Thursday, April 2, 2015

[Cerpen] Elegi Dua Hati, Satu Cinta Dalam Diam

Qaf termangu, tergugu di depan monitor, menatap hampa ke layar yang telah tiga puluh menit dibiarkannya kosong tanpa aktifitas. Bayang-bayang Ainun menari bebas di matanya. Dia sadar, sebenarnya apa yang dia rasakan ini adalah dosa, membayangkan seorang wanita yang bukan muhrim adalah dosa, bahkan Uztad pernah bilang itu perasaan seperti itu termasuk zina hati. Tapi Qaf tidak berdaya, antara hati dan logikanya menolak untuk diajak kerjasama. Dia hanya bisa memendam semua rasa itu dalam diam, dan semakin menyadari ternyata jatuh cinta diam-diam itu sungguh terasa menyiksa.
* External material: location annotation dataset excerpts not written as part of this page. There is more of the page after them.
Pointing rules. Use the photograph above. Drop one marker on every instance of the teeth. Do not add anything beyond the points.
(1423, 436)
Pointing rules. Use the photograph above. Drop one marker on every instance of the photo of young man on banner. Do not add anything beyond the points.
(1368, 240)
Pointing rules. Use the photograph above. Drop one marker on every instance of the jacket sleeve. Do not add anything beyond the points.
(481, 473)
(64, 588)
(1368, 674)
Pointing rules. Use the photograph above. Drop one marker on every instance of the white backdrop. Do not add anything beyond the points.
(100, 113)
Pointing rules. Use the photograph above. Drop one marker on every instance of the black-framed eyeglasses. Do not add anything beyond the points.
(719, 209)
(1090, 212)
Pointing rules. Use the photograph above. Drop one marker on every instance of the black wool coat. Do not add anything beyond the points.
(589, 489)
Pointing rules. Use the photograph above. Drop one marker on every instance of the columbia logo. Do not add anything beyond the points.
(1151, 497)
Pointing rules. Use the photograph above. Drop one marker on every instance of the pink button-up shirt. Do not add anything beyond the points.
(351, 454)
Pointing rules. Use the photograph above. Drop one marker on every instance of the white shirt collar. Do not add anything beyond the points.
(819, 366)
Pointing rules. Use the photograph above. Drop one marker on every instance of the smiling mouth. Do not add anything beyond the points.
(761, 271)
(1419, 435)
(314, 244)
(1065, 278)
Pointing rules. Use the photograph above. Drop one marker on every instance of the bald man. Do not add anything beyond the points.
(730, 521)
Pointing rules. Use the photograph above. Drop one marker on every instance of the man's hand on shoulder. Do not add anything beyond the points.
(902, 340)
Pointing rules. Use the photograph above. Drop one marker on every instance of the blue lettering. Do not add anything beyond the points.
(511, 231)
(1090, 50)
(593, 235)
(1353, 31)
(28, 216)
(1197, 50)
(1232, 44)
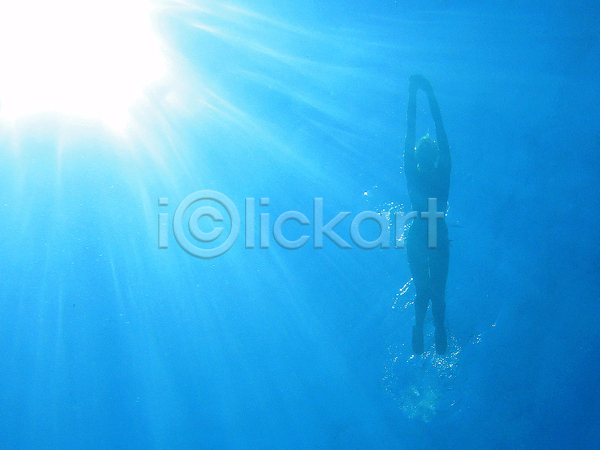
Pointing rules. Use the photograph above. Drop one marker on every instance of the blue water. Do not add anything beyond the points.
(107, 341)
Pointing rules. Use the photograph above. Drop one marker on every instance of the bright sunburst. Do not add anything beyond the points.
(90, 59)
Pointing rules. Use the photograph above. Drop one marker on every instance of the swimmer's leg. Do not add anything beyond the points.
(438, 308)
(439, 274)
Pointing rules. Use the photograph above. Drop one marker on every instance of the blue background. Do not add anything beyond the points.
(108, 342)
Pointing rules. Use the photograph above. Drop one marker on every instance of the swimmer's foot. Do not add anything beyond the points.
(417, 340)
(440, 340)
Dia adalah Ainun, gadis manis putri bungsu Pak Kyai, gurunya semasa di pesantren dulu, semua yang ada pada dirinya membuat Qaf jatuh cinta.

Keelokan parasnya yang diimbangi dengan ketaatannya beribadah menjadikannya layak disebut sebagai bidadari yang jatuh dari syurga. Jika saja dia bukan putri Kyai yang gurunya itu, mungkin sudah lama Qaf meluapkan ribuan kata cinta kepadanya.
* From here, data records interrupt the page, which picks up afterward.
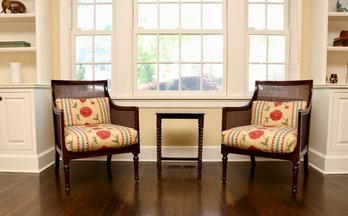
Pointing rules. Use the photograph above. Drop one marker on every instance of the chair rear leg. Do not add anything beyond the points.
(136, 167)
(108, 161)
(252, 160)
(57, 162)
(67, 177)
(224, 167)
(294, 179)
(305, 163)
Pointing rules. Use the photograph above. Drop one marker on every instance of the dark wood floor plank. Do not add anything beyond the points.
(97, 191)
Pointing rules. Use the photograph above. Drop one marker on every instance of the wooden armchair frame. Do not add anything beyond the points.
(278, 91)
(119, 115)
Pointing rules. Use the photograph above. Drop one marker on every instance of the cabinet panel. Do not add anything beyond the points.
(15, 121)
(340, 122)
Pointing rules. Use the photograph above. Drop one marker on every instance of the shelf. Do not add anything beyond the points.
(26, 17)
(17, 49)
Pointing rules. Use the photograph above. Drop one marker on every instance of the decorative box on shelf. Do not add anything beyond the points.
(6, 44)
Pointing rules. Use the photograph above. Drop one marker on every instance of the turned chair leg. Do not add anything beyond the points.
(57, 162)
(224, 167)
(108, 161)
(294, 179)
(67, 177)
(136, 167)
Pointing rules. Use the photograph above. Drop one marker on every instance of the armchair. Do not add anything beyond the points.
(88, 124)
(274, 124)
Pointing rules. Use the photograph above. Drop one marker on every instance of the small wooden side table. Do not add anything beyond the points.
(179, 115)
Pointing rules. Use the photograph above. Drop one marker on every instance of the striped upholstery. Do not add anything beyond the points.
(273, 128)
(82, 138)
(273, 139)
(84, 111)
(276, 113)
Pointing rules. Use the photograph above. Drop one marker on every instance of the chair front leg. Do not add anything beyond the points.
(136, 167)
(294, 179)
(224, 167)
(67, 177)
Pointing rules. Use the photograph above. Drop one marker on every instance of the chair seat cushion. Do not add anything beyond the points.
(83, 138)
(272, 139)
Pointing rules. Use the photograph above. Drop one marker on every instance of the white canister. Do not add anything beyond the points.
(15, 68)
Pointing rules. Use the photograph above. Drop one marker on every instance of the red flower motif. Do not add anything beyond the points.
(278, 103)
(253, 148)
(276, 115)
(86, 112)
(103, 134)
(255, 134)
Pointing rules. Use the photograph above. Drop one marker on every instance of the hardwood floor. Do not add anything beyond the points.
(178, 192)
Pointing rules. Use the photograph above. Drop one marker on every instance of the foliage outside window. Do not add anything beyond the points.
(267, 40)
(92, 34)
(179, 45)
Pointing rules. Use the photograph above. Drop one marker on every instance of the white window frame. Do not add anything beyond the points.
(236, 82)
(180, 93)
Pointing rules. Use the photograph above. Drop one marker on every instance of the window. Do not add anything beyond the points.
(267, 40)
(179, 46)
(92, 38)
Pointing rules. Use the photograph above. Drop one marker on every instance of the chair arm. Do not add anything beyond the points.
(304, 127)
(236, 116)
(124, 115)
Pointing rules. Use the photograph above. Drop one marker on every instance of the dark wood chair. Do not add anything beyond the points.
(275, 123)
(88, 124)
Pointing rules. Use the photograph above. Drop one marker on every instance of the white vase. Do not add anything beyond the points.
(15, 68)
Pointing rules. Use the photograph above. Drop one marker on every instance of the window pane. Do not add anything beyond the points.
(257, 48)
(169, 16)
(84, 48)
(212, 48)
(191, 48)
(84, 72)
(276, 49)
(256, 16)
(102, 72)
(276, 72)
(212, 16)
(190, 76)
(85, 17)
(168, 77)
(147, 48)
(190, 16)
(256, 72)
(212, 77)
(104, 17)
(169, 48)
(102, 49)
(275, 17)
(147, 16)
(147, 76)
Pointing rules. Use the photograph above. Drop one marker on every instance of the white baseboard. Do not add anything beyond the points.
(328, 164)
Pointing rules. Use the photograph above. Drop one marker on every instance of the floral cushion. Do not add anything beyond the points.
(82, 138)
(84, 111)
(273, 139)
(276, 113)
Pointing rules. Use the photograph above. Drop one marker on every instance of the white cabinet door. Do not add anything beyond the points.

Tapi Qaf cukup sadar diri, dengan statusnya yang hanya seorang guru madrasah, dia merasa tidak cukup pantas untuk mendampingi Ainun.

Begitu banyak pemuda tampan dan berasal dari kalangan sepadan yang lebih pantas mendapatkannya. Sementara dia tidak memiliki apapun yang bisa ditawarkan untuk membahagiakan Ainun, saat ini yang dia miliki hanya seonggok hati yang didalamnya dipenuhi dengan luapan cinta.

Ya.. luapan cinta dalam diam.

Sebuah surat baru saja Qaf terima via pos. Dilihat dari tulisan di amplopnya Qaf sudah tahu, itu dari Ibu. Qaf menghela nafas panjang, firasatnya mengatakan isi surat ini tidak lebih dan tidak kurang dengan apa yang mereka bicarakan via telepon tempo hari.

Qaf mencari tempat duduk yang nyaman agar bisa membaca surat itu dengan tenang. Ternyata tidak salah firasat Qaf,   memang tepat dugaannya, ibu memintanya segera pulang karena dia ingin Qaf segera bertemu dengan keluarga Siti, wanita pilihan ibu.

Meski tidak begitu dekat, Qaf mengenal Siti. Mereka belajar di sekolah yang sama saat SD dulu. Dari yang Qaf tahu, Siti gadis yang baik. Terakhir bertemu ketika libur Idul Fitri tahun lalu. Qaf melipat surat itu, memasukkannya kedalam saku, dan segera pulang. Dia ingin mengadukan semua kegalauannya kepada Yang Maha Pemilik Hati. Tiada tempat terbaik selain DIA.

Waktu telah menunjukkan pukul 11 malam, setelah selesai membaca beberapa surat Al Qur’an hatinya bisa sedikit tenang. Ada sedikit kelegaan di ruang dadanya, tak lagi sesesak sore tadi. Seperti hari-hari sebelumnya, sebelum tidur Qaf mengecek alarm di ponselnya, memastikan setelannya tidak berubah di pukul 3 dini hari. Dalam kamarnya yang mungil, Qaf membaringkan badan dan segera memejamkan mata. Bayang-bayang Ainun semakin jelas dimatanya. Ahh.. semoga Allah mengampuni hati ini. Qaf beristighfar dalam hati.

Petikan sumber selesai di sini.